Perennial herbs; stems erect or ascending, terete, striate. Leaves basal and cauline, alternate, entire to pinnatifid, not spinose. Capitula ovoid or globose, terminal, solitary, large, pedunculate; involucral bracts in several series, unequal, imbricate, herbaceous with a scarious or membranous, entire or lacerate appendage; receptacle flat, bristly. Florets tubular, bisexual, purplish, yellow or whitish; corolla deeply 5-lobed; anthers sagittate at base, with acute appendages at apex; style bilobed, with linear erect branches, apices obtuse. Cypselas obovoid-obloid, compressed, ribbed, toothed at apex, with attachment scar on one side, glabrous or hairy; pappus double, the outer with several series of fine bristles, either united into a ring or free and deciduous, the inner with wider, basally flattened bristles.
c. 30-40 species from southern Europe, northern Africa, Eurasia to Mongolia and Australia. One of only two Australian genera in the tribe Cardueae, the other, Hemisteptia Fisch. & C.A.Mey. occurs in SE Queensland and (now probably extinct) in NE New South Wales.

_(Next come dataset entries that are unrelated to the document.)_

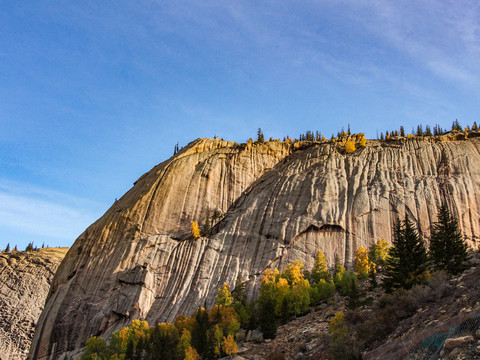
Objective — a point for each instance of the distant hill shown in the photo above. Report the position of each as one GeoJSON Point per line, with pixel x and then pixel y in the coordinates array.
{"type": "Point", "coordinates": [268, 204]}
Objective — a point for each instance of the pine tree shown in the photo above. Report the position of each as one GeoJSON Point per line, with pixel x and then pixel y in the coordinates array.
{"type": "Point", "coordinates": [320, 268]}
{"type": "Point", "coordinates": [195, 230]}
{"type": "Point", "coordinates": [200, 331]}
{"type": "Point", "coordinates": [129, 354]}
{"type": "Point", "coordinates": [239, 295]}
{"type": "Point", "coordinates": [428, 131]}
{"type": "Point", "coordinates": [260, 137]}
{"type": "Point", "coordinates": [207, 228]}
{"type": "Point", "coordinates": [407, 261]}
{"type": "Point", "coordinates": [448, 250]}
{"type": "Point", "coordinates": [266, 318]}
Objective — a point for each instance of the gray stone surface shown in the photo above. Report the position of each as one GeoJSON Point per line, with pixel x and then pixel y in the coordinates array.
{"type": "Point", "coordinates": [137, 261]}
{"type": "Point", "coordinates": [25, 279]}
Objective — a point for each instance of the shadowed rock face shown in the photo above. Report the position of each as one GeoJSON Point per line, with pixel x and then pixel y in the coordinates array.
{"type": "Point", "coordinates": [138, 262]}
{"type": "Point", "coordinates": [25, 278]}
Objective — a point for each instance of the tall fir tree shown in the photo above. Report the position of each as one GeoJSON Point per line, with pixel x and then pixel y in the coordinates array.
{"type": "Point", "coordinates": [207, 227]}
{"type": "Point", "coordinates": [448, 250]}
{"type": "Point", "coordinates": [407, 261]}
{"type": "Point", "coordinates": [260, 137]}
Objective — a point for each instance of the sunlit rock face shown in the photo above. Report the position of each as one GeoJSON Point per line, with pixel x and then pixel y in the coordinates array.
{"type": "Point", "coordinates": [25, 277]}
{"type": "Point", "coordinates": [278, 204]}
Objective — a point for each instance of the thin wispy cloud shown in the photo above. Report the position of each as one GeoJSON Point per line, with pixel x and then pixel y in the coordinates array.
{"type": "Point", "coordinates": [44, 212]}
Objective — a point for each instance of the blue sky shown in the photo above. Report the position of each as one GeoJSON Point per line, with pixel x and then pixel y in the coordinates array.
{"type": "Point", "coordinates": [95, 93]}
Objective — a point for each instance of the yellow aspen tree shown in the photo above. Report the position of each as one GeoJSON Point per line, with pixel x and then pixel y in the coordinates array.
{"type": "Point", "coordinates": [195, 230]}
{"type": "Point", "coordinates": [350, 146]}
{"type": "Point", "coordinates": [191, 354]}
{"type": "Point", "coordinates": [224, 296]}
{"type": "Point", "coordinates": [293, 272]}
{"type": "Point", "coordinates": [362, 263]}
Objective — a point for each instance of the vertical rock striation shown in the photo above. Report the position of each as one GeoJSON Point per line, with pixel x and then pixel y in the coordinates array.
{"type": "Point", "coordinates": [138, 261]}
{"type": "Point", "coordinates": [25, 278]}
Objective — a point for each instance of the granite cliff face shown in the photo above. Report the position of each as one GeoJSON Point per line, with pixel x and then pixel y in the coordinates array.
{"type": "Point", "coordinates": [280, 204]}
{"type": "Point", "coordinates": [25, 278]}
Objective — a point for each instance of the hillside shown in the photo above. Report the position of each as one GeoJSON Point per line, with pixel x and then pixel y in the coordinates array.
{"type": "Point", "coordinates": [25, 279]}
{"type": "Point", "coordinates": [445, 308]}
{"type": "Point", "coordinates": [278, 203]}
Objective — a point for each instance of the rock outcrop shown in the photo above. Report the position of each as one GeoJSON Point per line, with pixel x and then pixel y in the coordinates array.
{"type": "Point", "coordinates": [25, 279]}
{"type": "Point", "coordinates": [278, 204]}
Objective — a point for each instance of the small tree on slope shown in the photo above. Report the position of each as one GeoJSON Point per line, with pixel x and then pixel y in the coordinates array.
{"type": "Point", "coordinates": [448, 250]}
{"type": "Point", "coordinates": [407, 261]}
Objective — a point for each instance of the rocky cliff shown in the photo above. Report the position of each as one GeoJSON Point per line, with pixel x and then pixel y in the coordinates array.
{"type": "Point", "coordinates": [25, 278]}
{"type": "Point", "coordinates": [279, 203]}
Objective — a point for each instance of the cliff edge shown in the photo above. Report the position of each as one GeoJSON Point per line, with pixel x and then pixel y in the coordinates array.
{"type": "Point", "coordinates": [278, 203]}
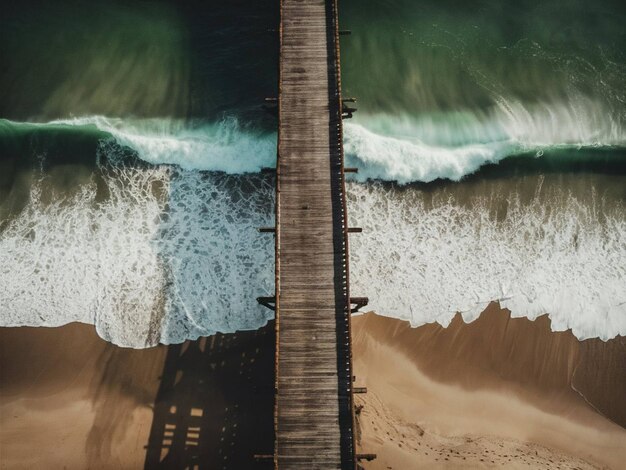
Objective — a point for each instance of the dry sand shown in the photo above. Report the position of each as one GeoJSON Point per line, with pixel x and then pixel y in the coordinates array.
{"type": "Point", "coordinates": [498, 392]}
{"type": "Point", "coordinates": [69, 400]}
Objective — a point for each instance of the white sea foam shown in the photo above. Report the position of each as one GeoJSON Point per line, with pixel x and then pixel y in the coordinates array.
{"type": "Point", "coordinates": [142, 274]}
{"type": "Point", "coordinates": [217, 146]}
{"type": "Point", "coordinates": [386, 147]}
{"type": "Point", "coordinates": [452, 145]}
{"type": "Point", "coordinates": [148, 266]}
{"type": "Point", "coordinates": [424, 264]}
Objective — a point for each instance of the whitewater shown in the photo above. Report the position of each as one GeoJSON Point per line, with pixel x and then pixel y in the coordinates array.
{"type": "Point", "coordinates": [173, 252]}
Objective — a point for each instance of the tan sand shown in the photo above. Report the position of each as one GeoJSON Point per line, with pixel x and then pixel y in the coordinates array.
{"type": "Point", "coordinates": [70, 400]}
{"type": "Point", "coordinates": [496, 392]}
{"type": "Point", "coordinates": [502, 390]}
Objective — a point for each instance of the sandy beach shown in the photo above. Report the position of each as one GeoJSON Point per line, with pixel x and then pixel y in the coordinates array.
{"type": "Point", "coordinates": [498, 392]}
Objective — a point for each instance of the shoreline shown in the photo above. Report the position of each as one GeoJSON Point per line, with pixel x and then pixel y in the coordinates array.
{"type": "Point", "coordinates": [496, 389]}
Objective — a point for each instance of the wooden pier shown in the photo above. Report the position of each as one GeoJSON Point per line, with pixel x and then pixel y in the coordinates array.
{"type": "Point", "coordinates": [314, 410]}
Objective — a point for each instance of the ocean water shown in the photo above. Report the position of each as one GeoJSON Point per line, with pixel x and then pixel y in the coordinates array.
{"type": "Point", "coordinates": [490, 143]}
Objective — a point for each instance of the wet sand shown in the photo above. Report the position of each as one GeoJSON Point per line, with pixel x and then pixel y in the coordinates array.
{"type": "Point", "coordinates": [70, 400]}
{"type": "Point", "coordinates": [498, 392]}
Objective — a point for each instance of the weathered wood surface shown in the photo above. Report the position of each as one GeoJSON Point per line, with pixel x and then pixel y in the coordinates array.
{"type": "Point", "coordinates": [314, 409]}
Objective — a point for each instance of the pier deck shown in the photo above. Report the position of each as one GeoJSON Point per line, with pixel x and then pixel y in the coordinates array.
{"type": "Point", "coordinates": [314, 417]}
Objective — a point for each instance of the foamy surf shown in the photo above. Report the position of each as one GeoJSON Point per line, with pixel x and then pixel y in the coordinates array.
{"type": "Point", "coordinates": [150, 266]}
{"type": "Point", "coordinates": [426, 262]}
{"type": "Point", "coordinates": [143, 266]}
{"type": "Point", "coordinates": [398, 148]}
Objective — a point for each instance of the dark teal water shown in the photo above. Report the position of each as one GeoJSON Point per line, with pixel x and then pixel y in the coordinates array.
{"type": "Point", "coordinates": [490, 137]}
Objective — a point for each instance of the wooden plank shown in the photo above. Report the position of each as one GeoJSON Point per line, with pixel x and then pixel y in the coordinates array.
{"type": "Point", "coordinates": [314, 408]}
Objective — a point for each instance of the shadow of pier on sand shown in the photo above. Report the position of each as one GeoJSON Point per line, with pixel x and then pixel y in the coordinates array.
{"type": "Point", "coordinates": [214, 408]}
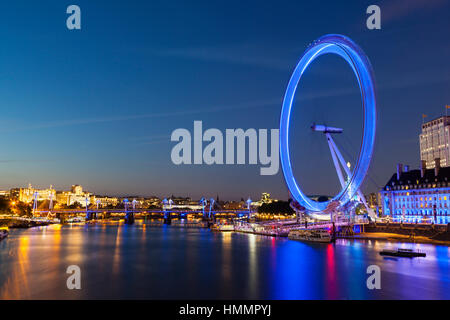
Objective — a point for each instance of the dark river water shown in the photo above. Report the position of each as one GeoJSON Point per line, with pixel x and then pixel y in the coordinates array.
{"type": "Point", "coordinates": [142, 262]}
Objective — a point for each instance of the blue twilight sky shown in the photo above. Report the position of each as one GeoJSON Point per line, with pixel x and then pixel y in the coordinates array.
{"type": "Point", "coordinates": [97, 106]}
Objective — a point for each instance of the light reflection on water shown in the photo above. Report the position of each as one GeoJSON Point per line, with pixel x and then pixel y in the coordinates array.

Leuzea, Rhaponticum Vill., Acrotilon Cass. and Stemmacantha Cass. are now considered congeneric (Hildago et al. 2006; Hind 2016). There is ongoing debate around the use of the names Rhaponticum and Leuzea. Rhaponticum Vill. was invalidly published, attempts to conserve the name Rhaponticum Ludwig in order to retain this epithet remain unresolved. As such we follow Hind (2016) in the use of the name Leuzea.